In addition to comparing the timing of the category effect between experiments, we examined whether subjects who were faster in categorizing the stimuli during the pretask categorization trials demonstrated an earlier category effect in the main task. Categorization RTs did not predict the overall size of the category effect, r = −.05, but did predict the category effect for simultaneous judgments, r = −.755, p < .001. The most parsimonious account of these results is that faster categorization induces an earlier, but not necessarily larger, category effect.

To summarize, a brief “training” session in which participants categorized (already highly overlearned) letter stimuli caused category knowledge to affect simple same/different judgments more quickly, such that the effect was observed even at SOAs of 0. Moreover, the fastest categorizers were the most likely to show a reliable category effect at an SOA of 0. Category training also led to reduced accuracy on within-category trials relative to between-category trials.

Rather than changing the overall magnitude of the category effect, classification training appeared to shift the category effect earlier in time. Although a decision-level account also predicts that classification training would produce a more robust category effect (insofar as the decision based on category identity would compete more effectively with a decision based on physical identity), a decision-level account does not predict that categorization would shift the onset and offset of the effect, because, as mentioned earlier, category-level competition cannot begin until both stimuli are visible.

Experiment 4

The purpose of Experiment 4 was to generalize the conceptual-penetration effect to a richer set of stimuli. These richer stimuli allowed us to introduce greater perceptual variability and examine effects of stimulus typicality. Insofar as more typical stimuli are categorized more quickly and more reliably, processing a typical stimulus should lead to a stronger category effect than processing an atypical stimulus.

Method

Twenty-one subjects participated in Experiment 4 for course credit. One was excluded because of a high error rate (2.77 SD above the mean). The design was identical to that of Experiment 1 except that the letters were replaced by richer stimuli: silhouettes of cats and dogs (Quinn, Eimas, & Tarr, 2001; see Fig. 5). These images have the advantage of being meaningful and easily classified and of forcing participants to rely on global shape information rather than local image properties. To further increase variability, we manipulated the orientation of the silhouettes from trial to trial, although on any given trial, both animals faced to the right or to the left. Each participant completed 408 trials. All stimulus pairs were balanced in a 2 (same vs. different) × 2 (within vs. between category) × 2 (simultaneous vs. sequential) design. A separate group of 6 participants performed 144 trials of speeded classification (analogous to the first part of Experiment 3). These data were used to classify the stimuli into typical and atypical exemplars, in order to predict the size of the category effect for different combinations of stimuli.

Fig. 5.

Fig. 5

The stimuli used in Experiment 4 and the mean time to classify each as a “cat” or a “dog.” C1 and D1 served as “typical” stimuli. C3 and D3 served as “atypical” stimuli.

Results and discussion

Errors were rare (< 5%). Trials responded to incorrectly were excluded from analysis, as were trials with RTs shorter than 200 ms or longer than 1,500 ms (3.9%). RTs were faster for same trials (M = 727 ms) than for different trials (M = 763 ms), F(1, 19) = 11.27, p = .003. For the different trials, participants were always slower to respond to cata-catb trials (M = 814 ms) than to cat-dog trials (M = 747 ms), F(1, 19) = 61.36, p < .0005. This difference remained relatively constant for all SOAs, which suggests that the cats were more physically similar to each other than to dogs (i.e., conceptual similarity was confounded with physical similarity).

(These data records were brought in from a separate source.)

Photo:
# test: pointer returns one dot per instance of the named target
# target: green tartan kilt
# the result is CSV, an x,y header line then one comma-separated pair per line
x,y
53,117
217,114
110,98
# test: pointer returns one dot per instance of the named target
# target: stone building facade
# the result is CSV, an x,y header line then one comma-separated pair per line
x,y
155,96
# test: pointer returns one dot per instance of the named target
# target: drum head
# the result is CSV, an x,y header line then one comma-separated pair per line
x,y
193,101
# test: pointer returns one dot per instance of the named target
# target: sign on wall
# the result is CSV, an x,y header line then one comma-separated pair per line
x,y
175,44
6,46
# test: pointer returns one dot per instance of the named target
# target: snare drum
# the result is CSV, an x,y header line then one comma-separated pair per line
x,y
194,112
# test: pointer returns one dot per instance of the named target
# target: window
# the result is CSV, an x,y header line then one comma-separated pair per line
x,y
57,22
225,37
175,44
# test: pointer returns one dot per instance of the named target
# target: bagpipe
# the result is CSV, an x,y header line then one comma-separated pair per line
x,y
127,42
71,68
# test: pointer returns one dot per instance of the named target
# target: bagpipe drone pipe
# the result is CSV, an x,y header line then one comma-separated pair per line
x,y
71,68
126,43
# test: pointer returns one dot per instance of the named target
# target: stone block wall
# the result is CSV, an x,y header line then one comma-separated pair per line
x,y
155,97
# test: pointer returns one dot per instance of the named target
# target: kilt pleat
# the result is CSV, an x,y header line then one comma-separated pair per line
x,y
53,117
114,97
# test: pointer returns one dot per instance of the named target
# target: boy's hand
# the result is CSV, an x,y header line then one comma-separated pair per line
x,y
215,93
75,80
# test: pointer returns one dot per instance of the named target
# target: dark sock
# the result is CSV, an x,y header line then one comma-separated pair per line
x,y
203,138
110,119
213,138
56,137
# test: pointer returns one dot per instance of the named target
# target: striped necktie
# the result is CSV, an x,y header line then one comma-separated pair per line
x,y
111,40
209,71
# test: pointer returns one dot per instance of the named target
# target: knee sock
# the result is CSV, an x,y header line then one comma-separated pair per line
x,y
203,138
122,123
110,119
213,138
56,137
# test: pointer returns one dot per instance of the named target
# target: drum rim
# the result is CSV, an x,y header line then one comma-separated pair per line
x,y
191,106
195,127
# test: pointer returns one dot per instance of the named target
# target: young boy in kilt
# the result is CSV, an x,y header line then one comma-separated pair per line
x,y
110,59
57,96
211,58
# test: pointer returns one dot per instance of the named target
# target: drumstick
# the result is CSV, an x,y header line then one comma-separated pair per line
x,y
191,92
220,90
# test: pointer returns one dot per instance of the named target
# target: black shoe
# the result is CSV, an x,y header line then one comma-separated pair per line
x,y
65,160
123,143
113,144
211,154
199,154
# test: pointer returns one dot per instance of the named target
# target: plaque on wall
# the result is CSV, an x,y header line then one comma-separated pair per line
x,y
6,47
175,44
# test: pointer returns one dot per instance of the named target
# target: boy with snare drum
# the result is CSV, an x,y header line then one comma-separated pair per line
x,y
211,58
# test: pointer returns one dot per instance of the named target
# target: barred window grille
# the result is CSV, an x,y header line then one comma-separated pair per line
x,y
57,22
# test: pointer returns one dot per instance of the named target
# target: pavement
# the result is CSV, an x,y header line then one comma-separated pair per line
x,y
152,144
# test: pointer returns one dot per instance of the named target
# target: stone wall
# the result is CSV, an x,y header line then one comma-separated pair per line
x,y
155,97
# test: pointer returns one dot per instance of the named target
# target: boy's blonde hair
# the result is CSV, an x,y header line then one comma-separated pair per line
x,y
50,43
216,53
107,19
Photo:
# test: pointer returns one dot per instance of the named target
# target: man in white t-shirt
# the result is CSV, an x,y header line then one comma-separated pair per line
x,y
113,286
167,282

In contrast, the physical similarity between two dogs was not greater than the physical similarity between cats and dogs. Participants were as fast to respond “different” on doga-dogb trials as on dog-cat trials, but only when the two pictures appeared simultaneously (Fig. 6). When stimuli were presented sequentially, RTs for between-category trials became faster than RTs for within-category trials, resulting in a significant Category Type × SOA interaction, as in Experiment 1, F(1, 19) = 6.59, p = .019. Planned comparisons did not reveal a significant category effect for simultaneous trials, F < 1, and revealed a marginal effect for sequential trials, F(1, 19) = 3.95, p = .061. As is evident in Figure 6, the effect was largest for the 300-ms SOA (Mwithin-category = 745 ms, Mbetween-category = 695 ms), at which point the difference was significantly different from 0, F(1, 19) = 4.70, p = .043. As in Experiment 3, the effect declined for longer SOAs.

Fig. 6.

Fig. 6

Mean reaction times on different trials in Experiment 4 as a function of stimulus onset asynchrony (SOA), separately for within-category (cata-catb, doga-dogb) and between-category (cat-dog) trials. Error bars represent ±1 SE of the mean difference score for a given SOA.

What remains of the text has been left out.